Auditors in Purpera's office used a random sample of 100 Medicaid expansion recipients, to check if their income exceeded the eligibility threshold. Projecting those results across the entire expansion population, auditors wrote, suggests the health department spent between $61.6 million and $85.5 million over 20 months on people who weren't eligible for coverage.

Edwards supporters have criticized the methodology used by auditors.
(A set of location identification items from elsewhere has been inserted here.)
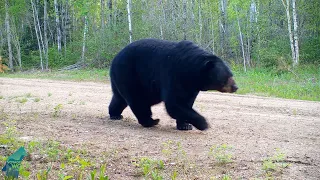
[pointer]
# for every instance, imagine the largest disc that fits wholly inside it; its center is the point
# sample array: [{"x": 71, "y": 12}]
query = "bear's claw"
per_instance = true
[
  {"x": 184, "y": 127},
  {"x": 116, "y": 117}
]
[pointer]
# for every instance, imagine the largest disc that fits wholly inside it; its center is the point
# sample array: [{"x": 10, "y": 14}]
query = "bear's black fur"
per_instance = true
[{"x": 149, "y": 71}]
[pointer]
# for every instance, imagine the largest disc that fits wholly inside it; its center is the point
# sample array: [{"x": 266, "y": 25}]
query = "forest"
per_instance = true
[{"x": 53, "y": 34}]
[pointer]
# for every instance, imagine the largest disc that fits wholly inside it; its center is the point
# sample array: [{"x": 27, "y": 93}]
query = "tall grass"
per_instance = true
[{"x": 302, "y": 83}]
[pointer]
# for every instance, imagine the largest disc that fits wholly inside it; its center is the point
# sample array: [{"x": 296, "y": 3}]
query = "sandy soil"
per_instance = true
[{"x": 253, "y": 126}]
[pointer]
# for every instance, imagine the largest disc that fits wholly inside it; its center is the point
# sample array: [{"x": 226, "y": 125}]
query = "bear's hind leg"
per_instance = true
[
  {"x": 117, "y": 105},
  {"x": 143, "y": 113}
]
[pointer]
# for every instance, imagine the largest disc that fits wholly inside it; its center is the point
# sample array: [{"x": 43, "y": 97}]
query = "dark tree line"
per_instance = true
[{"x": 55, "y": 33}]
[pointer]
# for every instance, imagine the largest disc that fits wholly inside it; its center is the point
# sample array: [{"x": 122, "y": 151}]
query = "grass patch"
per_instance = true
[{"x": 302, "y": 83}]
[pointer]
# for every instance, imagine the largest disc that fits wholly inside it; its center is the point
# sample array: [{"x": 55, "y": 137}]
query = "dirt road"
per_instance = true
[{"x": 254, "y": 126}]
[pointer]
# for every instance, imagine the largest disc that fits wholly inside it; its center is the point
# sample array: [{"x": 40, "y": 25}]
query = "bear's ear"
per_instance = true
[{"x": 208, "y": 65}]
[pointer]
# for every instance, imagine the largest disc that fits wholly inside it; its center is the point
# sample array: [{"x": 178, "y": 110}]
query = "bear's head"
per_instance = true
[{"x": 217, "y": 76}]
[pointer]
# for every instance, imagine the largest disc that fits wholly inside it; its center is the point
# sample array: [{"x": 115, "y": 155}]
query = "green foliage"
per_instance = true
[
  {"x": 276, "y": 163},
  {"x": 221, "y": 153},
  {"x": 57, "y": 110},
  {"x": 150, "y": 168},
  {"x": 301, "y": 83}
]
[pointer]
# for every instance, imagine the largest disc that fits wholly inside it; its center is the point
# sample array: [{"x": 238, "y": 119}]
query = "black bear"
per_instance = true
[{"x": 149, "y": 71}]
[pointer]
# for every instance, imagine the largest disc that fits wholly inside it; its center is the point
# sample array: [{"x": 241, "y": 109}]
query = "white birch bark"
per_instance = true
[
  {"x": 184, "y": 16},
  {"x": 84, "y": 38},
  {"x": 57, "y": 25},
  {"x": 37, "y": 33},
  {"x": 16, "y": 42},
  {"x": 287, "y": 7},
  {"x": 45, "y": 29},
  {"x": 102, "y": 14},
  {"x": 7, "y": 22},
  {"x": 295, "y": 33},
  {"x": 200, "y": 23},
  {"x": 241, "y": 41},
  {"x": 129, "y": 19}
]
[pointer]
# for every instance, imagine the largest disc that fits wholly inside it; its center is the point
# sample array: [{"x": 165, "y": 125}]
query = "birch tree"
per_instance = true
[
  {"x": 7, "y": 22},
  {"x": 286, "y": 4},
  {"x": 57, "y": 25},
  {"x": 36, "y": 27},
  {"x": 184, "y": 19},
  {"x": 129, "y": 19},
  {"x": 85, "y": 29},
  {"x": 45, "y": 29},
  {"x": 295, "y": 32}
]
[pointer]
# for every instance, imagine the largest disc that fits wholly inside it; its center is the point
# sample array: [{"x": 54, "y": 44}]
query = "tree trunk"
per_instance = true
[
  {"x": 84, "y": 39},
  {"x": 110, "y": 12},
  {"x": 102, "y": 14},
  {"x": 16, "y": 42},
  {"x": 286, "y": 6},
  {"x": 184, "y": 19},
  {"x": 129, "y": 19},
  {"x": 241, "y": 41},
  {"x": 45, "y": 29},
  {"x": 7, "y": 22},
  {"x": 295, "y": 33},
  {"x": 58, "y": 25},
  {"x": 200, "y": 23},
  {"x": 37, "y": 33}
]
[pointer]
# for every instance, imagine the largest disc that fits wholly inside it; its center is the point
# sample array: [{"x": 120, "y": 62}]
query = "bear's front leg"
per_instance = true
[{"x": 185, "y": 115}]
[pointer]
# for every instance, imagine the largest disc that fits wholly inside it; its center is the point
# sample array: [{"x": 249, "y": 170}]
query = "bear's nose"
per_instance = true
[{"x": 234, "y": 88}]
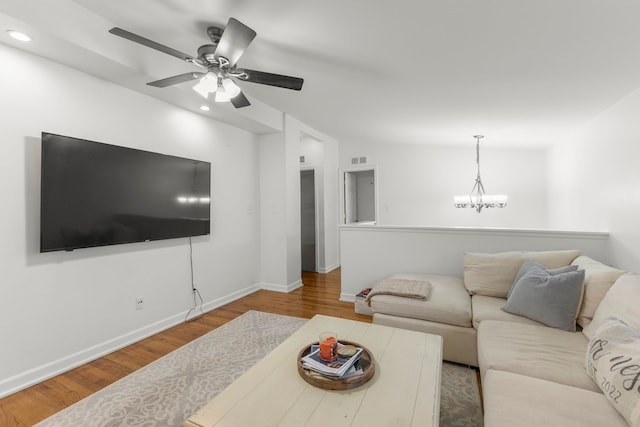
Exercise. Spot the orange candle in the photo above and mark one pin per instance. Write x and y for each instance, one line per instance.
(328, 347)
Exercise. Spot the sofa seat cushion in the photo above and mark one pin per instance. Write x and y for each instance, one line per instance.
(539, 351)
(489, 308)
(518, 400)
(448, 301)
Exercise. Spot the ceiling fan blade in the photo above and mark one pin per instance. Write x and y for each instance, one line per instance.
(150, 43)
(260, 77)
(240, 101)
(174, 80)
(234, 41)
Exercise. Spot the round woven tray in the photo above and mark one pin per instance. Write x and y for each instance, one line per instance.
(366, 361)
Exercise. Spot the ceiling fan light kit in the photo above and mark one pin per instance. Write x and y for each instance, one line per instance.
(219, 62)
(478, 199)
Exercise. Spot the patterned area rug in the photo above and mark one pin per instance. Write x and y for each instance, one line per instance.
(169, 390)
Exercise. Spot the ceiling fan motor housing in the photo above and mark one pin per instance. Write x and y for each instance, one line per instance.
(207, 52)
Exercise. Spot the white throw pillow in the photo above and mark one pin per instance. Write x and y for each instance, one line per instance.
(613, 362)
(598, 279)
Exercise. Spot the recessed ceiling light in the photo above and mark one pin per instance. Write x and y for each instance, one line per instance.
(19, 36)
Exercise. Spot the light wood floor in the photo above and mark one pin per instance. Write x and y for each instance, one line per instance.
(319, 295)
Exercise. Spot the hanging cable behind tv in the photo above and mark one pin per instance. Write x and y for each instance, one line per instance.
(197, 298)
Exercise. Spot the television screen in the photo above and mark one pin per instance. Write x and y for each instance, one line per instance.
(95, 194)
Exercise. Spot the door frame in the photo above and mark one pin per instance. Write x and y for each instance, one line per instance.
(341, 184)
(316, 196)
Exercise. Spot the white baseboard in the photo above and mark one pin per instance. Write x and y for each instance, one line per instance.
(41, 373)
(347, 297)
(281, 288)
(329, 269)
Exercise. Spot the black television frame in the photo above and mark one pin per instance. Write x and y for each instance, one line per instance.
(86, 164)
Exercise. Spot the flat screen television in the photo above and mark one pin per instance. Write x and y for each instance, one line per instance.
(96, 194)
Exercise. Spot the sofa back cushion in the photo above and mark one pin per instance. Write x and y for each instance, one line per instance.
(493, 274)
(598, 279)
(621, 302)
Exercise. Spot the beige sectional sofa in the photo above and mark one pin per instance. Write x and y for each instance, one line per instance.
(534, 374)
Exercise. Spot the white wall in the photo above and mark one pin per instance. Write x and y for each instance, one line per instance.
(595, 180)
(416, 184)
(60, 309)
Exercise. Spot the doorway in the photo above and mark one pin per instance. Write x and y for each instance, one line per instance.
(359, 196)
(308, 220)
Republicans have seized on the report to bolster their claims that the Democratic governor was so focused on expanding Medicaid when he took office in 2016 that he didn't make sure his administration could properly administer the expansion and avoid abuse.

The Edwards administration points to its computer upgrade and to letters sent to 37,000 Medicaid enrollees in February notifying them they appear to earn too much to stay in the health insurance program.

More than 500,000 working poor and other nonelderly adults have been added to the Medicaid rolls since Edwards, running for a second term on the October ballot, expanded the program.

Under Medicaid expansion, adults ages 19 to 64 with incomes up to 138 percent of the federal poverty level — about $16,750 for a single adult or $28,680 for a family of three — are eligible for the coverage. The federal government pays most of the cost. Louisiana is paying a share that eventually increases to 10 percent, but lawmakers passed financing tools to help cover the state's share, including a tax hike charged on health maintenance organizations.